Numerical determination of statistical energy analysis parameters of directly coupled composite plates using a modal-based approach

Abstract

Statistical energy analysis (SEA) parameters such as average modal spacing, coupling loss factor and input power are numerically determined for point connected, directly coupled symmetrically laminated composite plates using a modal-based approach. The approach is an enhancement of classical wave transmission formula. Unlike most of the existing numerical or experimental techniques, the approach uses uncoupled plate modal information and treats substructure by means of averaged modal impedances. The procedure introduced here is verified using analytical definitions of infinite orthotropic plates which physically resemble to laminated plates for (under) specific conditions, and is tested by performing experimental power injection method (PIM) for an actual, right-angled composite structure. In the development process, force and moment transmissions are individually considered in order to be consistent with analytical formulations.

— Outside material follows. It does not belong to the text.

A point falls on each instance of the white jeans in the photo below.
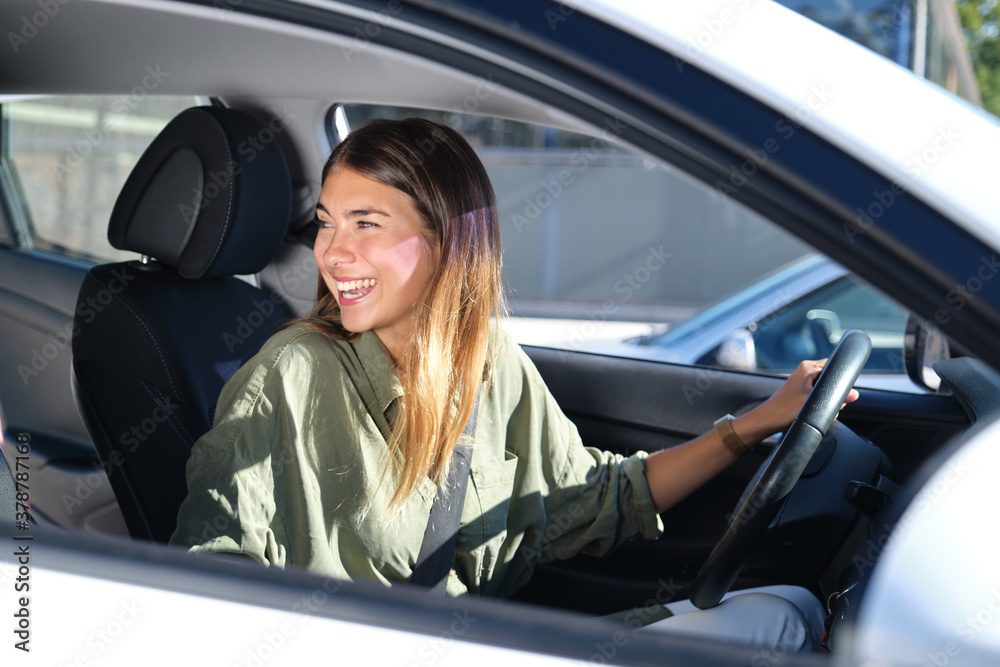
(783, 618)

Modal information of composite plates is statistically evaluated by the discrete singular convolution method with random boundary conditions. Proposed methodology not only provides an efficient use of SEA method in high frequency vibration analysis of composite structures, but also enhances SEA accuracy in mid frequency region in which conventional SEA fails. Furthermore, the effect of orientation angles of laminations on SEA parameters are also discussed in mid and high frequency regions.